August 30, 2017
LANSING – As a result of Hurricane Harvey, the nation’s largest oil refinery, in addition to many smaller refineries, have been shut down and it is possible Michigan drivers may see a slight spike in gas prices. In light of this, Michigan Attorney General Bill Schuette today issued a warning to gas stations against any attempt to take advantage of consumers by price gouging or price fixing.
This outage has potential to have affects outside the states affected by the storm and Schuette made it clear to gas station owners that taking advantage of this type of disaster would not be tolerated.
“Labor Day weekend is days away and that means an uptick in cars traveling roads. Combined with the aftermath of Hurricane Harvey means Michigan families may see an increase in prices at the pump,” said Schuette. “However, these circumstances do not constitute a free pass for gas stations to gouge consumers. We will not tolerate any unscrupulous behavior that violates Michigan law when it comes to gouging and price fixing.”
If consumers become aware of direct evidence concerning a conspiracy between companies, or have verifiable evidence of a retailer charging a price “grossly in excess of the price at which similar property or services are sold,” they are encouraged to contact the Attorney General's Consumer Protection Division at 1-877-765-8388 or file an online complaint at www.michigan.gov/ag.
For more information on gas prices in Michigan see Attorney General Schuette's Consumer Alert: Increased Gas Prices? Again?
Every day, year round, Schuette’s Consumer Protection team monitors the balance of wholesale and retail petroleum prices and profit margins in regions around Michigan. Additionally, the Department receives and reviews consumer complaints and inquiries about individual stations.

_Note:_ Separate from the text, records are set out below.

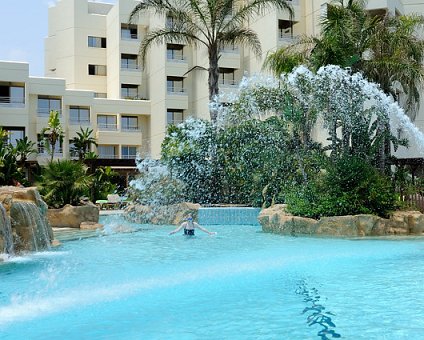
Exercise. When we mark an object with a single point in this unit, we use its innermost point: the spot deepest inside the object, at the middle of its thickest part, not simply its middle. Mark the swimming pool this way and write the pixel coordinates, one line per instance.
(239, 284)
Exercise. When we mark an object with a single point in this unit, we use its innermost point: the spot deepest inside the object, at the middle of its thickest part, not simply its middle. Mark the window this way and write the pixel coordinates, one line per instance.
(79, 115)
(174, 52)
(100, 95)
(129, 91)
(175, 84)
(106, 122)
(12, 95)
(129, 31)
(285, 29)
(47, 104)
(13, 134)
(129, 152)
(170, 21)
(96, 42)
(129, 61)
(97, 70)
(129, 123)
(226, 76)
(43, 146)
(106, 151)
(174, 116)
(228, 47)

The Department investigates any time there is evidence that state law has been violated for gouging or price fixing.
Under the Michigan Consumer Protection Act, a retailer may not charge a price that is “grossly in excess of the price at which similar property or services are sold.” Anti-trust laws also prohibit gas stations from entering into agreements to arbitrarily fix prices in unison.
For example, as Attorney General, Schuette secured convictions for gasoline price fixing by five Michigan station owners in 2012. The Department has also entered into “compliance-agreements” with stations requiring them to submit to monitoring after they spiked prices well above the state-wide norm on a particular day or after a weather event.